Monday, February 20, 2006

IV Sonia Feijoo

Nació unos diez años antes de la gran guerra. Sus padres, hermanos, abuelos y demás parientes perecieron el mismo día, arrancándole al unísono los colores a la vida, y el sístole y el diástole a su corazón. Sin embargo, parecía predestinada a sobrevivir a la catástrofe de los tiempos. Su carácter combinaba la dulzura de la paloma y la astucia de la serpiente. Parecía tener mil manos para socorrer al desvalido y mil ojos para advertir el peligro. Llegó a mi cuando ya lo había abandonado todo.

Ligia vivía al lado mío. Habíamos sido amantes cuando éramos más jóvenes y nadie imaginaba la infelicidad que al mundo deparaba el futuro aciago. Murió entre mis brazos, entre espasmos de dolor y vómito interminable. A ella y a mil personas más, las vi caer como las hojas de un árbol en otoño. Pero esto era una imagen, una metáfora. La enfermedad de la redención comenzó por tenerme en un rincón, defecando abundantemente y arañando las paredes hasta dejar mis huellas dactilares confundidas en costras resecas.

Sonia llegó asustada, con sus ojos de ciervo desamparado, buscando un refugio o un acento familiar, o ambas cosas a la vez. En lugar de ello, me halló hecho un ovillo, repasando mentalmente mis desventuras, tratando desesperadamente de escapar a aquella realidad absurda.

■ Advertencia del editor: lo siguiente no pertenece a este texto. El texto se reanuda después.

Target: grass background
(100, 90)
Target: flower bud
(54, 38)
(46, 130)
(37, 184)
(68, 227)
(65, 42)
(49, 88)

Como en una guerra no hay más que hacer que sobrevivir. Sonia vino con un trapo y una cubeta llena de agua -que trajo limpia de quién sabe dónde-. Primero me aseó ligeramente y después arrojó cantidad de escombros por el vano de la puerta de servicio. Después me dijo que si podía quedarse. Con muy pocas energías y una sonrisa que aún hoy se me antoja estúpida, pude decirle que sí. A partir de entonces, Sonia adoptó mi apellido, Feijoo. Ella es una de los tantos hijos e hijas que me han nacido de esta grande guerra. Pero es la única que me asistió cuando todo lo creí perdido. Si creyera en ángeles, ella sería mi favorita. Sonia, la dulce como paloma.